# Butchering Question



## Perfect7 (Apr 19, 2010)

We are about to butcher our first wether in October. I called a local butcher in our area and he will do it for $35 plus .35 a pound hanging weight, but we have to haul the remains back home in a bag to bury (yuck). I then found another company that processes deer October-February (about our butcher time, too). He charges about $100 and gets rid of the remains himself.
Just curious about what the rest of you do? Do you butcher yourselves? Take it somewhere? I can see how doing it ourselves would be more cost effective later on, but can't see buying the equipment to do so until I see if we even like goat meat.


----------



## liz (Oct 5, 2007)

I've not done it myself, but have watched my parents butcher a wether...I come from a family of hunters and we always processed our own deer, I can't imagine a goat being anty different and we never had any "fancy" equipment to do it either..just a gammon for hanging, a few sharp knives and a hack saw for bones. Freezer paper and freezer bags for wrapping.


----------



## redneck_acres (Oct 18, 2007)

I know years ago when my folks checked into having one done at the Butchers-they said they wouldn't do it because supposedly it is tuff to do. My folks have butchered wethers before-long ago-in fact so long ago I do not remember them doing it. I know i've tried goat meat before and it is pretty good.


----------



## kelebek (Oct 5, 2007)

Only cause I am lazy - I usually have a butcher do it - he charges me 45 for the kill and then does the meat any way that I like - I usually do half ground - half stripped for making stew / jerky - for a total cost of about 100.00 and only bring home my meat.


----------



## toth boer goats (Jul 20, 2008)

I have a local butcher come out...to our place ... he... humanely puts down the goat....but leaves at my place....stomach content ... yuk... the smell is quite unbearable.......then we tell him... the cuts we want...he hangs it in his big freezer for a while..... then cuts and wraps it..... it is easier for a butcher to do it..for me.. as... I don't have the heart to kill.....  he is the only butcher near me....that does goats...


----------



## redneck_acres (Oct 18, 2007)

Allison you have it ground? How do you like it that way? I've never tried it ground.


----------



## Mully (Jun 23, 2009)

I pay $65 per goat to be butchered, dressed, and packed and frozen ...they take care of the waste.


----------



## Perfect7 (Apr 19, 2010)

Thank you everybody! I don't have the heart to kill either, but I think I could help process and clean once it was over with (assuming I knew what I was doing in the first place).
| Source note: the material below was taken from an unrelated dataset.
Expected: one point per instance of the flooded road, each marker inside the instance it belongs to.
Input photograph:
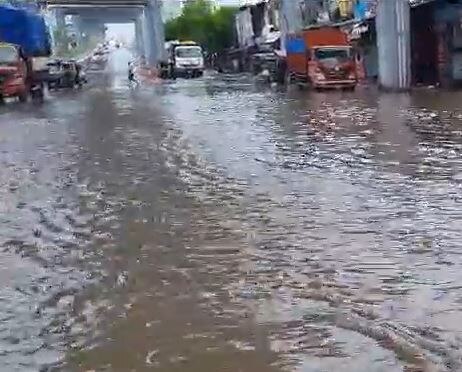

DH is a retired cop, so maybe he can later on! :chin: We're still procrastinating on "harvesting" five roosters.
I can also handle buying a hacksaw, sharp knives, and something for hanging. We'll go to the butcher for now, but it would one day be nice to go from start to finish without a middle man. (mental note to get vicks vapor rub under my nose for the stomach contents!)
I'm glad to hear somebody say ground because I was thinking ground, steaks, and ribs but don't know how the meat is done for goats. Saying it's "like lamb cuts" doesn't help because I've only had lamb once at a restaurant. :shrug: 
I can do ground meat, ribs, and steaks!


----------



## goathappy (Oct 5, 2007)

I can be a hard person sometimes but when it comes to butchering goats I just cannot do it. I could probably cut them up after they were dead but its the actual killing part that bothers me. I know, I'm a wuss 

We take them to our local butcher, they charge $35 for the butcher fee then $0.38 a lb hanging weight to cut it up. We usually just grind it all up into burger and then have at least one goat made into salami.

For goat cuts, they have leg roasts and wherever else they get a roast from(I forget) and chops(the goat equivalent of a steak) and then the rest of the meat is usually ground.


----------



## Perfect7 (Apr 19, 2010)

Okay, thank you! Now I can say "ground, chops, and roast" instead of asking for steaks and looking like a moron!  Now I can sound like this isn't my first time going to the butcher. I'll have to just refrain from kissing my poor wether goodbye (at least once I'm in the public eye).


----------